Eclector icon indicating copy to clipboard operation
Eclector copied to clipboard

Handle reading of floating point numbers better

Open scymtym opened this issue 5 years ago • 13 comments

There are at least two things to improve here:

  • Allow the client to make the floating point number itself by calling a new generic function with the individual pieces (desired type, sign, exponent, …).

  • Provide a default implementation that uses a more efficient and/or more numerically stable algorithm.

    Potentially relevant: https://dl.acm.org/doi/pdf/10.1145/93548.93557

scymtym avatar May 15 '20 13:05 scymtym

Aubrey Jaffer wrote a brief article on this: https://arxiv.org/abs/1310.8121v1

The code in "Reading" is in Scheme, but should be easily adaptable. It's only a few more lines than what Eclector has now. The round-quotient function described is probably doable as cl:round plus some extra adaptation.

If I understand correctly, this algorithm is less efficient than Clinger's, as it uses more and bigger intermediate bignums. But it might be an improvement over the current procedure.

Bike avatar May 15 '20 13:05 Bike

Thank you.

scymtym avatar May 16 '20 12:05 scymtym

upon further examination, no adaptation of round is actually needed. So you can pretty much use the code directly, substituting round for round-quotient, and float for exact->inexact and such. Plus you can use ash directly.
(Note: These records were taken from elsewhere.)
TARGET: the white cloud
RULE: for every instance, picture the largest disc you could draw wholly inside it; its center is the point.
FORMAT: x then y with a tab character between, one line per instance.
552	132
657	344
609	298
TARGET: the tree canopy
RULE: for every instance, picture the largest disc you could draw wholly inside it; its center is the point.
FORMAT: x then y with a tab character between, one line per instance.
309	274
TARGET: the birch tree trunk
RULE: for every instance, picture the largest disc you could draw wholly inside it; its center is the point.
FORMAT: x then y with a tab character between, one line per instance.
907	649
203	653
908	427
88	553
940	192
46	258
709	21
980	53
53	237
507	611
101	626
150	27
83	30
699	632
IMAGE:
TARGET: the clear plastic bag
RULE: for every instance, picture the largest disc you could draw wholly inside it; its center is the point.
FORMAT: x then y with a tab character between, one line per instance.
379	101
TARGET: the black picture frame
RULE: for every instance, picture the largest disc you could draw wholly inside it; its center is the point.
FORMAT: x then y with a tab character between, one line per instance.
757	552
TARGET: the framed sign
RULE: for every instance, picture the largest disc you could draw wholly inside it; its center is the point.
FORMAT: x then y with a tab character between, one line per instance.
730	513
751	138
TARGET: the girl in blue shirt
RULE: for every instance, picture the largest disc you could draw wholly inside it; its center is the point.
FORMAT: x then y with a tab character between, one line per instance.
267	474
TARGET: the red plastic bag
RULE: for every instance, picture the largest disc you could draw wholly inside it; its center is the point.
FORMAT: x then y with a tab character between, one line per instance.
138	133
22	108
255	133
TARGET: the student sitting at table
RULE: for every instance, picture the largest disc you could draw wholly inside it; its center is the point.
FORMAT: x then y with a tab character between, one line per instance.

Overall, it's

(defconstant +double-mantissa-digits+ 53)

(defun mantexp->dbl (mantissa exponent &key (base 10))
  (declare (type integer mantissa exponent))
  (if (minusp exponent)
      (let* ((scale (expt base (- exponent)))
             (bex (- (integer-length mantissa)
                     (integer-length scale)
                     +double-mantissa-digits+))
             (numerator (ash mantissa (- bex)))
             (quotient (round numerator scale)))
        (when (> (integer-length quotient) +double-mantissa-digits+)
          ;; too many bits of quotient
          (setf bex (1+ bex)
                quotient (round numerator (* scale 2))))
        (scale-float (float quotient 1d0) bex))
      (float (* mantissa (expt base exponent)) 1d0)))

Based on a quick test where I generate a million random pairs of mantissa and exponent, this results in exactly the same numbers that SBCL reads, so I think it works?

Bike avatar Mar 05 '21 21:03 Bike

Looking into the Jaffer article. Quite the version history there. Conversion from HTML to PDF, then rewrite in Java.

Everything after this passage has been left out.